У калитки он остановился, порылся в кармане шубы и выудил кованый ключ сантиметров в двадцать в длину. Заботливо смазанный замок открылся беззвучно.

– Вот, проходите, высочество… ваше… – чиновник отступил, слегка изогнул жирный стан и вытянул руку в сторону сереющего в глубине двора дома.

– Спасибо.

Иван сделал несколько шагов по не видимой во тьме мощеной тропинке и нерешительно остановился.

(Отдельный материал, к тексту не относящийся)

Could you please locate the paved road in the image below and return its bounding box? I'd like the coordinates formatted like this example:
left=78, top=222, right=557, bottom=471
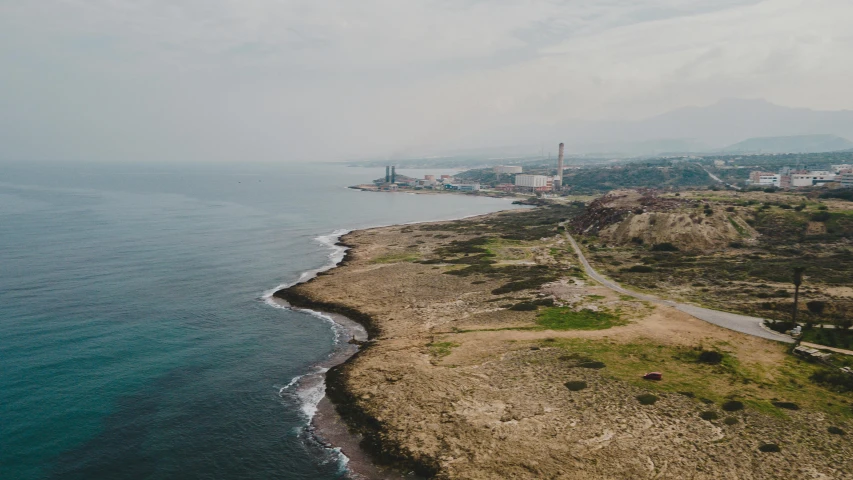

Послышалось ему, или и впрямь справа и слева, почти одновременно, во мраке зародилось утробное рычание, больше похожее на отзвуки отдаленного, но торопливо приближающегося камнепада?

– Что это?.. – лукоморец обернулся в поисках консультации у хозяина, и тут же из ночи материализовались и набросились на него черными молниями четыре громадных волкодава.

С радостным лаем, словно после долгой разлуки увидали, наконец-то, любимого родственника, и исступленно крутя хвостами словно пропеллерами, исключительно живые и чрезвычайно здоровые псы закинули на плечи лукоморца массивные лапы и полезли целоваться.

С изумлением Иванушки размерами могло померяться только аналогичное чувство хозяина любвеобильных зверей.

– Ты… Вы… Кусать?.. Это… как?.. Это?.. Эй!.. Вы чего?..

– Фу, кыш, кыш!.. Кыш, кому говорят!.. Хорошая собачка, хорошая, только облизывать меня не надо!.. Кыш, отойди, потом, кому говорят – потом!..

– ПОШЛИ ВОН, ИДИОТЫ!!! Яростный рев Вранежа сделал бы честь целой стае волкодавов.

Смущенные псы быстро опустились на все лапы, оставив гостя в покое, робко попались проделать ту же операцию с непонятно отчего разъярившимся хозяином, но в свете волшебного светильника увидели выражение его лица и передумали.

Обманутые в лучших чувствах, друзья человека огорченно переглянулись, пожали плечами и понуро отправились патрулировать другой конец усадьбы.

– А… про собачек вы мне… ничего не говорили… – рассеяно заметил Иванушка, утирая рукавом с физиономии следы бурной собачьей радости.

– А… чего про них… говорить… они же… н-не кусаются… с-собаки… – процедил Вранеж таким тоном, что на мгновение царевичу показалось, будто тот сам готов сию минуту броситься вслед удалившимся барбосам и лично перекусать их всех.

Почудилось ему, или в голосе головы сквозило, как ураган через разбитое окно, разочарование?

Хотя, если бы он доверил свое имущество сторожевым псам, а они бросились лобызаться с первым встречным, еще неизвестно, что бы почувствовал он.

– Вот для воров сюрприз бы был, – пошутил Иван, чтобы отвлечь хозяина от неприятных размышлений.

– И для воров тоже, – прорычал глухо голова и, не говоря больше ни слова, потопал к черному ходу.